2.Mas não, nada disso: as capas dos jornais do dia seguinte limitaram-se a salientar a diminuição da presença dos conservadores no Parlamento e o aumento dos deputados do Partido Trabalhista. Ou seja: Theresa May, que ganhou as eleições, foi rotulada como perdedora pelos jornalistas e comentadores; Jeremy Corbin, que perdeu as eleições, foi qualificado como o grande vencedor da noite eleitoral! Parece, pois, ser uma tendência nesta Europa deveras democrática: quem ganha o acto eleitoral, perde; quem perde o acto eleitoral, ganha. Que exemplo de tolerância democrática e liberdade que nos é dada diariamente pelos media europeus!

3.O que mostra, mais uma vez, que os jornais e a pseudo-elite do politicamente correcto não estão preocupados com o populismo: estão preocupados com o populismo…que não lhes agrada. Ou que não lhes é conveniente. Se o populismo for de pendor direitista é péssimo, uma tragédia, um cataclismo para a humanidade; já se o populismo for de pendor esquerdista, o populismo passa a ser bestial, uma solução mirífica para o nosso futuro, um sinal de regeneração da Europa! Eis, destarte, o lado positivo do resultado eleitoral de Jeremy Corbin: permitiu confirmar o que nós aqui prevíramos – os jornalistas e comentadores só gostam (e gostam de tudo!) o que vier com a etiqueta de esquerda.

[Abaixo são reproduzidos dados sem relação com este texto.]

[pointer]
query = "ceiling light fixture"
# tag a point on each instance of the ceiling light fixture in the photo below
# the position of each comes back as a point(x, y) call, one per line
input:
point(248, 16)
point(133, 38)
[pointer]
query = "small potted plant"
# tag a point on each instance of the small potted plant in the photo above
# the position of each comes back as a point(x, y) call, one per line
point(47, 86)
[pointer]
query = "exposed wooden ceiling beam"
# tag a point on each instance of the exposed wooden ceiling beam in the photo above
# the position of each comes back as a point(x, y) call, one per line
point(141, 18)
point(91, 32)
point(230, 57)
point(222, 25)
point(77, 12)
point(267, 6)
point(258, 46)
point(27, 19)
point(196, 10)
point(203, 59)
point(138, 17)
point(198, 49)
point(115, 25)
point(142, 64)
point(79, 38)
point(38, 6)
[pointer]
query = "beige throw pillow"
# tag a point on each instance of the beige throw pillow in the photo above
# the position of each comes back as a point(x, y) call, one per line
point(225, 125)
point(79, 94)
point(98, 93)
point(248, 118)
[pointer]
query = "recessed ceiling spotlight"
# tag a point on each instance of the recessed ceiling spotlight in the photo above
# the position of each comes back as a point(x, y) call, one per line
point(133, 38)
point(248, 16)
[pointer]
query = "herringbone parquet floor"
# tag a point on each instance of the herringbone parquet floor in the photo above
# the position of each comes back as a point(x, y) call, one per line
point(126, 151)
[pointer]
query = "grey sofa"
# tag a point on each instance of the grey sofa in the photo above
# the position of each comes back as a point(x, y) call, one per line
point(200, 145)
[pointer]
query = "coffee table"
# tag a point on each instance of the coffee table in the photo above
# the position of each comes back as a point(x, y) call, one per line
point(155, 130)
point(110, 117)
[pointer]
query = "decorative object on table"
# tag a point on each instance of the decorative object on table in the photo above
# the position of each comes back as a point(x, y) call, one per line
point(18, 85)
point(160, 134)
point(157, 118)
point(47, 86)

Por esta razão, há muito que nós afirmámos que os mesmos que propalam os valores democráticos, que tentam dar-nos lições (certamente muito eruditas) – são os mesmos que estarão amanhã na linha da frente a defender ditadores sanguinários, desde que sejam de esquerda. Odeiam Passos Coelho –mas se  Passos aplicasse o mesmo programa político, munido do cartão de militante do PS, seria um herói nacional e internacional. Se Donald Trump se intitulasse claramente como “candidato da esquerda”, seria um ícone mundial.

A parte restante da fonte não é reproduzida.